De Gameboy Physical Destruction je ne saurais dire grand-chose, étant guère friand du punk metal bontempi du duo lyonnais. Il y a parfois quelque chose de Binaire et d’Unlogistic chez ces garçons mais avec un côté alterno (dans le mauvais sens du terme) encore plus poussé. Je vois pour la première fois le groupe jouer sans ses masques de catcheurs et le guitariste/chanteur est plutôt mignon mais je préfère remonter à l’air libre non sans avoir quelques difficultés pour traverser une horde de gamins de quinze ans bloqués devant le groupe et qui par contre s’en donnent à cœur joie. Roulez jeunesse.




Mais je redescends dès que Tentaculos commence à s’installer.
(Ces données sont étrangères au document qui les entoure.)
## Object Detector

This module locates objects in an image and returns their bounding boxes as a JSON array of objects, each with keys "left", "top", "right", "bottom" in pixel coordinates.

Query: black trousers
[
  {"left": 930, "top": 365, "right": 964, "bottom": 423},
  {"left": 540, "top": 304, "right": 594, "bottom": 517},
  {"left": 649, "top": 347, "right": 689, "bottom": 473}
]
Je repère vite fait le guitariste (anciennement dans Monosourcil et amateur de kebab, si mes souvenirs sont exacts) parce que j’ai un message personnel à lui transmettre – cela me met dans une position assez inconfortable, inédite mais amusante : parler directement à un membre d’un groupe, moi qui suis pourtant d’une timidité maladive.
Tentaculos c’est donc quatre garçons : un chanteur torse nu, un guitariste barbu, un bassiste vraiment très grand et un batteur avec des rouflaquettes, une preuve essentielle et incontournable de bon goût s’il en est. Le groupe est résolument et immédiatement fou-furieux – avec un chanteur doté d’une voix rocailleuse et qui ne se retient surtout pas – alors je tombe immédiatement amoureux de ce groupe et de son noise punk à l’arrachée. La chaleur monte inexorablement dans la cave des Capucins, la bande des gamins de quinze ans est toujours là, je fais un peu mon vieux con en ricanant parce que l’un d’entre eux arbore un t-shirt Motörhead mais je me ravise parce qu’au même âge je faisais aussi pareil.
De temps à autre Tentaculos s’arrête de jouer, balance un sample ayant quelque chose à voir avec un capitaine de navire/explorateur français et réactionnaire, défenseur de la mer et des océans (allez, je vous aide un peu : il portait un bonnet de marin rouge) ou alors le groupe – batteur compris – se met carrément à danser parodiquement et ridiculement sur une musique qui n’a rien à voir. Il y a de la grosse déconne dans l’air mais aussi une bonne dose de hargne qui font du bien. Après le concert je récupérerai Vampirotheutis, le premier LP du groupe – un disque dont les Tentaculos viennent juste de recevoir leurs propres exemplaires alors qu’ils sont en toute fin de tournée, histoire banale des délais à rallonge avec les usines de pressage. Cela leur prend un certain temps pour en assembler quelques exemplaires parce que le disque est encore en pièces détachées (pochette d’un côté, insert et disque d’un autre) et lorsque je remarque des LP de Dolom qui trainent dans un sac j’apprends par là même que dans Tentaculos il y a trois anciens membres de ce groupe désormais défunt… ce qui m’étonne et me ravit à la fois, le post rock bizarroïde de Dolom n’ayant pas grand-chose à voir avec le punk tordu de Tentaculos. Merci pour ce concert.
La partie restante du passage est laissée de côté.